Piros noted that with time the company's pipeline of advanced-stage compounds will progress into pivotal clinical trials and drive shareholder value, but added, "Until then, we believe that Omeros shares may trade range bound."
Demopulos said he was "clearly disappointed and surprised" by the results. "We don't have a good answer as to whether there was or was not a drug effect," he said. "We don't know how to correctly interpret the data."
Demopulos explained that much of the Phase III ACL efficacy data was collected by physical therapists who served as evaluators and assessed postoperative functional outcomes. Because there were a large number of evaluators there was also the potential for variability in how they assessed outcomes.
Demopulos said the company understood that risk going in and tried to standardize data collection without complete success. In addition, he said, drug- and vehicle-treated patients were not distributed evenly to evaluators, which also confounded the studies.
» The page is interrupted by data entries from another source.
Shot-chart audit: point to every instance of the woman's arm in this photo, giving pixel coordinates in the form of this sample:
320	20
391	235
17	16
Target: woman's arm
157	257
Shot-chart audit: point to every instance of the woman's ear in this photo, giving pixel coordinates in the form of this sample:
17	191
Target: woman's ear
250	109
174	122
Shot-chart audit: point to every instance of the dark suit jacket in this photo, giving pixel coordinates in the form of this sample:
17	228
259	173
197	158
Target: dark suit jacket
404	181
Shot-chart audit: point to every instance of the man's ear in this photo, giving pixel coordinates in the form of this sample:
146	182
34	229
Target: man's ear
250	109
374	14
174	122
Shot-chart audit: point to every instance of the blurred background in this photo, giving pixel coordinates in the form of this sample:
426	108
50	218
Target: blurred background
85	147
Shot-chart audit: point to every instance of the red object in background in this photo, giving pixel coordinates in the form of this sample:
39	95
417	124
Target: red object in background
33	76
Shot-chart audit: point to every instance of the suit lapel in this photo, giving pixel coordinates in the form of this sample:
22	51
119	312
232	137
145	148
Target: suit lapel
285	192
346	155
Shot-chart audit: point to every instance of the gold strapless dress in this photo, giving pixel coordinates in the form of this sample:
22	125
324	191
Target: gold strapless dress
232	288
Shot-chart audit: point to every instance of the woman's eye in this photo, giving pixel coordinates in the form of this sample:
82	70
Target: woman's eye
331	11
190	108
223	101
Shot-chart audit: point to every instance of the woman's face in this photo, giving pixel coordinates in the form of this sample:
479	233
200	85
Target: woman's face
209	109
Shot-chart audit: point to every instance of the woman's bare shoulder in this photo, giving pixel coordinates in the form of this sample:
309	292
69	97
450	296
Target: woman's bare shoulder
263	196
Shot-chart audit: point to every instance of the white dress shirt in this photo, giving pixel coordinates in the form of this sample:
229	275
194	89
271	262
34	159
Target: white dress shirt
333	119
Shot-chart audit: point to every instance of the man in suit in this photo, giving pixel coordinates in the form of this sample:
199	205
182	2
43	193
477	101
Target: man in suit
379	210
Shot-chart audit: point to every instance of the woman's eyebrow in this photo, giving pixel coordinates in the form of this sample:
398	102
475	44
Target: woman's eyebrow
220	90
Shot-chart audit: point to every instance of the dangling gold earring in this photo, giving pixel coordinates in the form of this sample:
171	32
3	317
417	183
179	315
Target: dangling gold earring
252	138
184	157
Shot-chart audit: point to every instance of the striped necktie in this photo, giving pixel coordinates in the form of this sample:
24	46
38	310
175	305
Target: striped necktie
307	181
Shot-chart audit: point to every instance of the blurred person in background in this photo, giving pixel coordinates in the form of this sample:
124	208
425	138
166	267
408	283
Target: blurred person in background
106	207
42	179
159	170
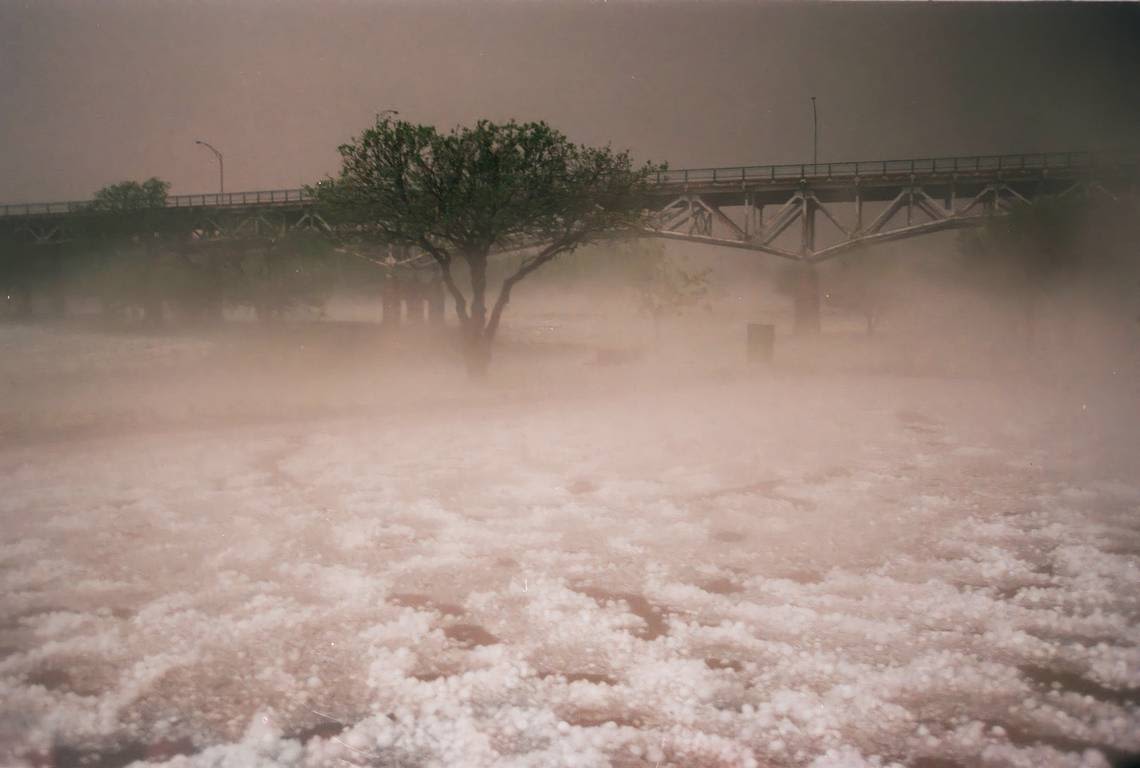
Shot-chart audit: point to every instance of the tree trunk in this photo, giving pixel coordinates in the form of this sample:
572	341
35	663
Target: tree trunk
807	301
390	302
436	302
477	342
477	353
1031	323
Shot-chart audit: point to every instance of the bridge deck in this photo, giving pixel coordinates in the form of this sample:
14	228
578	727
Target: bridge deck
980	169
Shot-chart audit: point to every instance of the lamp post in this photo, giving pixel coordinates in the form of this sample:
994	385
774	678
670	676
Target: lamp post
221	166
815	135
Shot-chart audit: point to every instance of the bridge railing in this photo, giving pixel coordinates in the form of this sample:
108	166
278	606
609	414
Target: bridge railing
212	201
238	199
748	173
880	168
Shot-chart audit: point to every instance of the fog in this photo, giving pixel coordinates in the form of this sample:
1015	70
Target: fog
317	541
257	513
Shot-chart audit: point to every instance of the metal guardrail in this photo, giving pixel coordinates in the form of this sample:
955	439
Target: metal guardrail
892	168
1066	161
205	201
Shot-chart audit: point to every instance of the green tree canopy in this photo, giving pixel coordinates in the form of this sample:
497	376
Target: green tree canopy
127	196
464	194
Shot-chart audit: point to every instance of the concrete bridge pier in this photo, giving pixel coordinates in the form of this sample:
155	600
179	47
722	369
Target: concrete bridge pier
806	302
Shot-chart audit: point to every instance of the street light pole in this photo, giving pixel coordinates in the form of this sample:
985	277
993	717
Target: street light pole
221	166
815	135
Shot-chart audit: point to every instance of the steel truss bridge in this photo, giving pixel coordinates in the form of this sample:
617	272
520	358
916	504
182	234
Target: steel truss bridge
757	207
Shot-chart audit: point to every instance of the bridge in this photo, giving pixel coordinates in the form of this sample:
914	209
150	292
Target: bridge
723	206
774	210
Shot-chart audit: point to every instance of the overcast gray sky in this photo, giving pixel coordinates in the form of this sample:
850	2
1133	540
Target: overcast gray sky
96	92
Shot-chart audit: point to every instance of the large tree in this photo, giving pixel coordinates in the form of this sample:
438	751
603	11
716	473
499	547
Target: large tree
128	218
462	195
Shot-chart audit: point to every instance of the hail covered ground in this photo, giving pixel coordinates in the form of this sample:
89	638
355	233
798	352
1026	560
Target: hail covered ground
311	546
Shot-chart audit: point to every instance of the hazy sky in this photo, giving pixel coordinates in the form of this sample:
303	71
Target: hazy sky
96	92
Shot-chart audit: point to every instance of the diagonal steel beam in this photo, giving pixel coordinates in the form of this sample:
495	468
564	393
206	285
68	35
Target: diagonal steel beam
902	233
723	242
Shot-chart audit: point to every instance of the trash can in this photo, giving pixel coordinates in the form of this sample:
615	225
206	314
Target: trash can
762	340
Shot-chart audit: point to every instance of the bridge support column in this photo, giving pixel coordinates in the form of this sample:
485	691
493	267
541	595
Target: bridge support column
806	309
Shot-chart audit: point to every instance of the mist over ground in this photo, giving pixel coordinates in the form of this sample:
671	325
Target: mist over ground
316	541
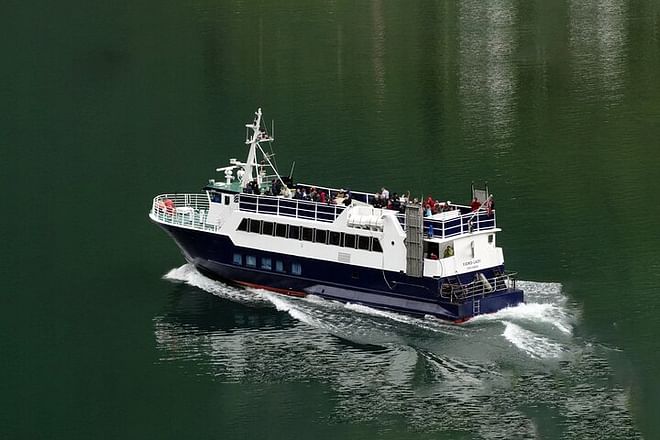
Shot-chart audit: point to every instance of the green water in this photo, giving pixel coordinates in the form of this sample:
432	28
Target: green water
103	106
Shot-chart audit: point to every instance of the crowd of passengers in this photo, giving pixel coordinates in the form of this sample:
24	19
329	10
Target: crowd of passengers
430	206
382	198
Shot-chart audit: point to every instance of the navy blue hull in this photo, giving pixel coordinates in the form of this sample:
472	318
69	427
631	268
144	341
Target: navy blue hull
217	257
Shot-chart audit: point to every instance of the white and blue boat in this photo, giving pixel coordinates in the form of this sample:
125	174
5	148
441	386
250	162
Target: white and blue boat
256	228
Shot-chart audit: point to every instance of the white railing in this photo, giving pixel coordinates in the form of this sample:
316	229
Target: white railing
185	210
282	206
478	288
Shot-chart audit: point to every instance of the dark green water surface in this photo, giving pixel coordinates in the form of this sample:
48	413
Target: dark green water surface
105	333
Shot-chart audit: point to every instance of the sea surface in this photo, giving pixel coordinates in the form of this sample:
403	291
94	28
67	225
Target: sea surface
106	332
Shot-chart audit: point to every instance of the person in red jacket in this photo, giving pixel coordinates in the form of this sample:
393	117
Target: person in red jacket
475	204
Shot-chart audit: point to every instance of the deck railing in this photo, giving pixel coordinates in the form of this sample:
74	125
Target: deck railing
478	288
289	207
187	210
462	224
191	210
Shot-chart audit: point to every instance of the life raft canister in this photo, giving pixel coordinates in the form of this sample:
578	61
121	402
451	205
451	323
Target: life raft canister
169	206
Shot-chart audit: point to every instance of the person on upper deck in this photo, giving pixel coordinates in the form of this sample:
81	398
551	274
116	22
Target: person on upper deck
385	193
490	205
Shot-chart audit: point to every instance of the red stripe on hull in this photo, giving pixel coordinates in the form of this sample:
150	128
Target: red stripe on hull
287	292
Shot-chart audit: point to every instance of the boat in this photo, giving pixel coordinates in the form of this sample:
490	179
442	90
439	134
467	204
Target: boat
257	228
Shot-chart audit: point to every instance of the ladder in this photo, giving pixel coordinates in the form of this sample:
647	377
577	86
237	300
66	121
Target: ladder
414	240
476	307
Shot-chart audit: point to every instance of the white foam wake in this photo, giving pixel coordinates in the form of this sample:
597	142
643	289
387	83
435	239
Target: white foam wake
189	275
550	314
535	345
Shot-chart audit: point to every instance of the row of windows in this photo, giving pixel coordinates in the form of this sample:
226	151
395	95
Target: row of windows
266	264
311	234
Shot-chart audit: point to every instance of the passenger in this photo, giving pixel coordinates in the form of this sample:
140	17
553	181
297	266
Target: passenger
385	193
427	211
348	199
339	199
490	205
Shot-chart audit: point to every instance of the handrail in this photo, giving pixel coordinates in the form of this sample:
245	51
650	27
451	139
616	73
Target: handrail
327	212
456	226
283	206
478	288
185	210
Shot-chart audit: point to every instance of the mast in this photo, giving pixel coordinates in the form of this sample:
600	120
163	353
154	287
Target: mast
252	168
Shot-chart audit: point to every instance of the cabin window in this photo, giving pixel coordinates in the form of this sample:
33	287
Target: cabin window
308	234
294	232
255	226
349	241
267	228
280	230
334	238
243	225
321	236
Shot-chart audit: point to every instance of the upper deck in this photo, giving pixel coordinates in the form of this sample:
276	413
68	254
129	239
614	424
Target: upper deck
191	211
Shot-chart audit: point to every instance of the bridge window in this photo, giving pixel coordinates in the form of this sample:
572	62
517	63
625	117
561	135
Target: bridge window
349	241
308	234
243	225
280	230
294	232
255	226
267	228
334	238
321	236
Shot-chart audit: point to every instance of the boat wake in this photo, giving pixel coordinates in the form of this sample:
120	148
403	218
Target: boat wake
480	377
356	322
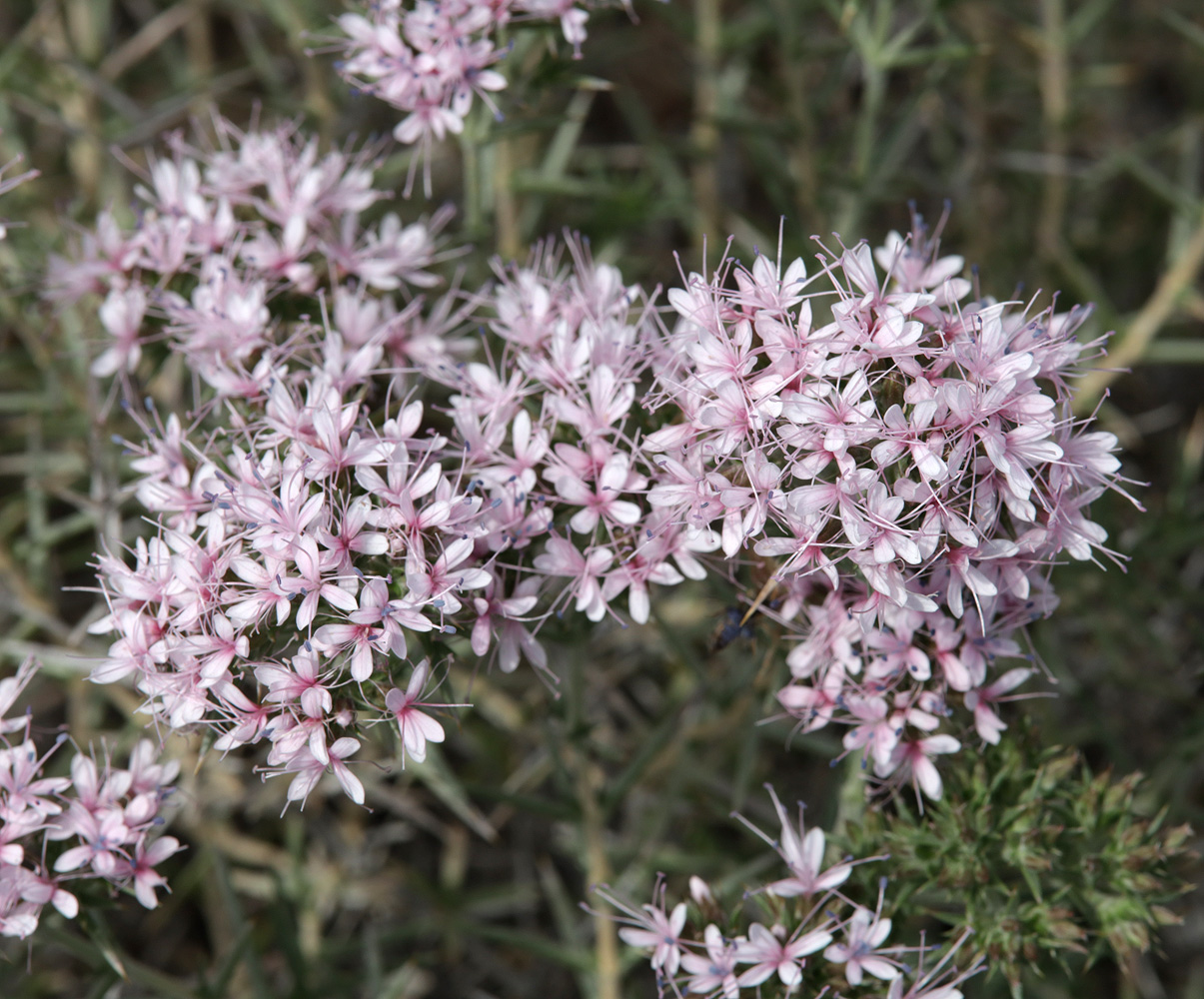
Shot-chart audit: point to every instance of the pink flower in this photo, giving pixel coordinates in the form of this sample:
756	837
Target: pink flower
416	727
770	953
864	934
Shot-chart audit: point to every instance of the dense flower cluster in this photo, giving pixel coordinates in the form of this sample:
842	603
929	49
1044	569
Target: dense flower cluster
103	815
904	470
909	471
431	59
817	936
224	230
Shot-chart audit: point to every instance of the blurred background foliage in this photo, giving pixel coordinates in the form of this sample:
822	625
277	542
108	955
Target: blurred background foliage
1068	139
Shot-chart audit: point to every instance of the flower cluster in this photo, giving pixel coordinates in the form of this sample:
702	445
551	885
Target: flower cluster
816	935
104	816
908	471
904	470
430	59
224	230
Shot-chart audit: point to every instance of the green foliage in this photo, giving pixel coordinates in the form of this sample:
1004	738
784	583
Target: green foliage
1038	856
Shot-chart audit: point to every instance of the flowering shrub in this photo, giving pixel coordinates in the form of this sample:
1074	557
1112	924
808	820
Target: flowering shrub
906	469
878	459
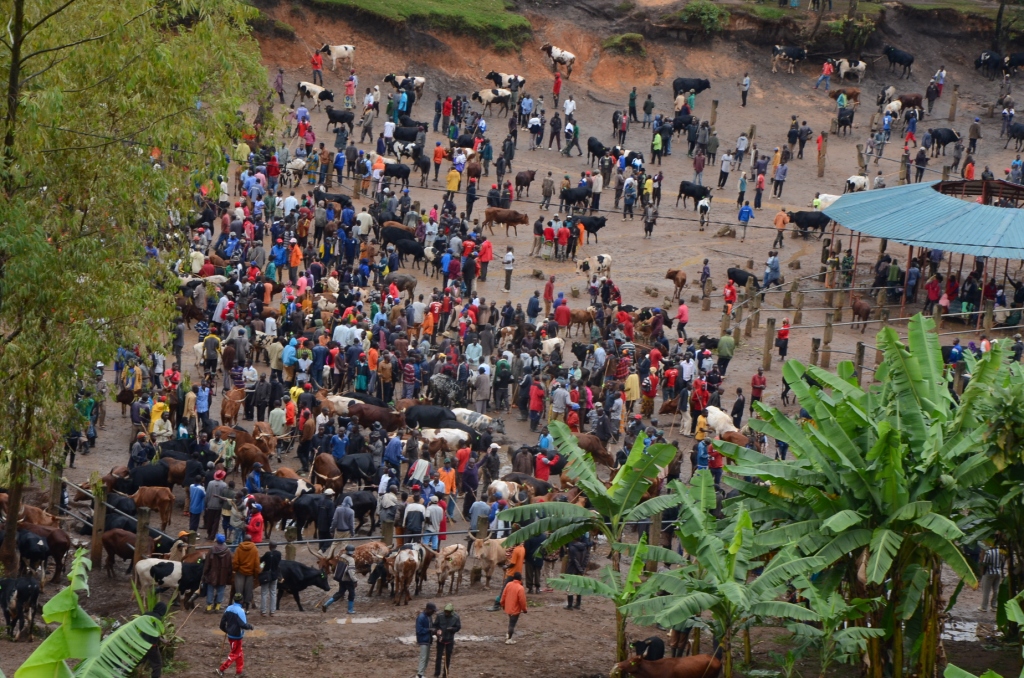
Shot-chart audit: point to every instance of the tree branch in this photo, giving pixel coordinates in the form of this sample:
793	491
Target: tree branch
84	40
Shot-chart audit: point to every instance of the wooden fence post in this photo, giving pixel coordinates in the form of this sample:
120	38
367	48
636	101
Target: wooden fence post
769	343
858	363
142	542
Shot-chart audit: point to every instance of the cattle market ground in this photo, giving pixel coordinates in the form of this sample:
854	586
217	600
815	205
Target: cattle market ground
554	641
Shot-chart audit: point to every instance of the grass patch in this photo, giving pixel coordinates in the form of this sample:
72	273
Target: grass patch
631	44
489	20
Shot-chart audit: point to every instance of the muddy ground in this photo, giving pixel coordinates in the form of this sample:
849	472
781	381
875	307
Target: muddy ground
553	641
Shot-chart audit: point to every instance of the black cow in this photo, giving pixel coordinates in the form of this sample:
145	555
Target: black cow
406	133
846	120
1012	61
576	197
340	118
651	648
899	56
399	171
592	224
810	221
406	121
686	84
359	469
792	55
395	235
409	247
341	199
942	136
427	416
681	122
990	64
1016	132
694	191
739	277
18	597
595	150
296	578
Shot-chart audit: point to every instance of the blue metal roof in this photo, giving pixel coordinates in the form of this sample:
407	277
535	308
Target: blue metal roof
918	214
"The studies failed. We missed," he said. "Despite the training, the mitigating efforts, the variability occurred." Demopulos said it was uncertain whether the company would continue the ACL program.
He emphasized that the results did not appear to undermine the Phase III-ready OMS103HP program for meniscectomy surgery, noting that "we don't believe there is a bleed to our meniscectomy studies."
In previous trials, OMS103HP demonstrated a clear drug effect in ACL reconstruction and meniscectomy. The company said that an earlier double-blind, vehicle-controlled, randomized Phase I-II study conducted at Stanford University in ACL patients demonstrated statistically significant improvement in postoperative knee range of motion and function, better pain management and earlier return to work.
A Phase II trial in meniscectomy surgery patients completed in 2010 demonstrated statistically significant clinical benefits across similar endpoints, the company said.
A week earlier, Omeros reported that ophthalmology candidate OMS302 showed statistically significant maintenance of mydriasis (pupil-dilation) during a cataract surgical procedure in a Phase IIb trial. Maintenance of mydriasis prevents injury to eye structures and prolongs operating time.
OMS302 also decreased pain after surgery and was safe and well tolerated. Omeros has begun preparing for a Phase III trial.
Demopulos said that the company ended 2010 with about $42 million in cash, enough to comfortably get the company through 12 months.